The OpenAI Jobs Platform appears to be one of those applications. TechCrunch also reported that OpenAI is working on other possible products, including a browser and a social media app.

This expansion shows how OpenAI is trying to build around the wider use of AI in daily work and online activity. Hiring is a natural target because matching talent to business needs depends heavily on information: skills, roles, experience, demand, and timing.

Still, the source article does not say how the Jobs Platform will verify skills, rank candidates, handle employer listings, or interact with existing hiring workflows. Those details will matter if OpenAI wants to compete with platforms already used by recruiters and job seekers.

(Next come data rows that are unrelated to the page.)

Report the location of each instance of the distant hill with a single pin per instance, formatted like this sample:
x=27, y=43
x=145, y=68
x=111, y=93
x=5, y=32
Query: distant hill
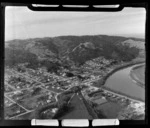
x=73, y=49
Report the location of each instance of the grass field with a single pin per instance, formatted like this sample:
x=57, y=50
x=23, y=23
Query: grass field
x=79, y=111
x=109, y=109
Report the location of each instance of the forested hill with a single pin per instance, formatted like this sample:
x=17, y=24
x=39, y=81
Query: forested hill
x=72, y=49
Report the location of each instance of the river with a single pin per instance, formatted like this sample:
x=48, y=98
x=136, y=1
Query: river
x=122, y=82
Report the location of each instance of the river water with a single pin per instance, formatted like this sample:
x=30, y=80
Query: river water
x=121, y=82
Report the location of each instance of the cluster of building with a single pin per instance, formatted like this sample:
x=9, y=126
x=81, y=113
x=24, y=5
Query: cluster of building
x=12, y=109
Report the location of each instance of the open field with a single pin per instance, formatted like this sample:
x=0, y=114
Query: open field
x=79, y=111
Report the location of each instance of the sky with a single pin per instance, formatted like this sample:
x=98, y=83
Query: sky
x=23, y=23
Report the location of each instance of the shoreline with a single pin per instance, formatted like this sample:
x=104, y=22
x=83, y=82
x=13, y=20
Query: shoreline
x=117, y=68
x=134, y=78
x=102, y=81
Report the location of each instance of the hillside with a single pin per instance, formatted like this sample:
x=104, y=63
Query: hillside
x=72, y=49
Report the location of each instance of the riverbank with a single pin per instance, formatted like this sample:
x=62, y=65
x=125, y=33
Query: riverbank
x=121, y=93
x=138, y=78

AI disruption is the backdrop

The announcement comes as many tech executives warn that AI may disrupt traditional jobs. Anthropic CEO Dario Amodei has said that AI could eliminate up to 50% of entry-level white-collar jobs before 2030.

Simo acknowledged that risk in her blog post. She said OpenAI can’t prevent that disruption, but argued the company can help by improving AI fluency and connecting people with companies that need their skills.

OpenAI says these programs are part of its commitment to the White House’s initiative to expand AI literacy. Altman and other Big Tech executives are meeting with President Donald Trump at the White House on Thursday to discuss AI.

That gives the Jobs Platform and certification program a larger policy context. OpenAI is presenting the effort as both a business expansion and a response to workforce change. The company is betting that as AI reshapes hiring and job requirements, workers and employers will need new ways to identify, measure, and match AI skills.